Choose and save the routing strategy

Use the benchmark results to select an evidence-based routing strategy instead of guessing up front.

After the full benchmark finishes, review the results and then decide how Router should optimize.

The rule

Do not choose the routing strategy first and then benchmark to justify it.

The benchmark should come first. Strategy selection should be a response to observed quality, latency, cost, and reliability tradeoffs in your configured endpoint set.

First separate the knobs

The runtime exposes more than one routing control:

scoring strategy: balanced, quality, latency, cost
runtime routing mode: baseline, controller, difficulty, hybrid
execution scope: hybrid, local_only, remote_only, decision_only

This page is primarily about choosing the scoring strategy after benchmarking.

If you are choosing whether the runtime should use difficulty-aware routing, controller guidance, or local vs remote execution scope, read /router/routing-modes-locality-and-execution too.

The baseline strategy modes

The current baseline strategy vocabulary is:

balanced
quality
latency
cost

These strategies change how the router weights quality, latency, throughput, cost, reliability, and preference during candidate comparison.

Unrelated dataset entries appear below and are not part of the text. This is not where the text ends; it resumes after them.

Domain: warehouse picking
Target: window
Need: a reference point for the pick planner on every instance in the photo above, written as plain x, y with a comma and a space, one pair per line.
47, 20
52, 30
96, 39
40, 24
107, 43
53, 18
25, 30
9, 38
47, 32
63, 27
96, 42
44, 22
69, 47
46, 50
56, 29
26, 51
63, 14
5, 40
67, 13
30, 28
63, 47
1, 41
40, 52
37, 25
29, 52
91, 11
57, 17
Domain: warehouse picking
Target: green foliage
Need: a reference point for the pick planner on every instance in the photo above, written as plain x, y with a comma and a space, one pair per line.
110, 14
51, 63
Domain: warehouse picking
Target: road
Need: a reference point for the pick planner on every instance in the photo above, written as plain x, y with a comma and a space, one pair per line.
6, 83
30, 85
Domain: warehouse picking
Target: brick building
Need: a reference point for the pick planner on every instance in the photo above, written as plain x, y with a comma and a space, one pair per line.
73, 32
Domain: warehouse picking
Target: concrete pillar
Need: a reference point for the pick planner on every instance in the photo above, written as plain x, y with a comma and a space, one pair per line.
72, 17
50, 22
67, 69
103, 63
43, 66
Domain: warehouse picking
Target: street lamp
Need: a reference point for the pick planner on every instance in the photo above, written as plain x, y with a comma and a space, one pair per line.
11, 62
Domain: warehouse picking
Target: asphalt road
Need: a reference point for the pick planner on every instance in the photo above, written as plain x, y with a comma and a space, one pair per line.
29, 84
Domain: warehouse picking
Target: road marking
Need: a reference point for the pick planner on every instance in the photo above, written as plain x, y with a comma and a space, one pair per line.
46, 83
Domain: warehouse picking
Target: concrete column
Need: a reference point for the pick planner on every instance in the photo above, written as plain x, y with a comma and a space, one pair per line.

What each strategy is trying to do

Strategy	What it optimizes for	Good first use case	What evidence matters most
`balanced`	overall health across quality, latency, cost, and reliability	default production posture when no single metric should dominate	mixed benchmark and runtime evidence
`quality`	strongest output quality with reliability support	coding, review, and other quality-sensitive tasks	benchmark judge scores and quality spread
`latency`	fastest healthy response	interactive UX and low-wait experiences	latency, throughput, and endpoint health
`cost`	cheapest healthy eligible execution path	budget-sensitive or high-volume workloads	cost estimates, budget context, and failure behavior

Strategy does not bypass hard routing rules. Capability, privacy, tools, and budget constraints still remove candidates before scoring starts.

Where difficulty and local/remote choices fit

difficulty is not just another weight preset beside balanced or quality.

It is a runtime routing mode that classifies the request as easy, medium, or hard and then uses that signal to decide which endpoints should stay in play for the request.

Likewise, local_only, remote_only, and hybrid are execution-scope choices, not scoring weights.

Those settings answer:

should the runtime be allowed to execute locally, remotely, or both?
should controller guidance participate?
should difficulty-aware endpoint ceilings participate?

Then the scoring strategy answers how the remaining candidate set should be compared.

How to interpret the benchmark before deciding

Use the benchmark results to decide:

whether quality differences are large enough to justify quality
whether latency differences dominate user experience strongly enough to justify latency
whether cost variation is meaningful enough to justify cost
whether the set is healthy and balanced enough for balanced

The benchmark most directly improves the quality side of routing because it writes quality evidence back into observed profiles.

Latency, throughput, reliability, and cost still matter too, but they are often shaped by a mix of benchmark results, live usage, and budget or target settings.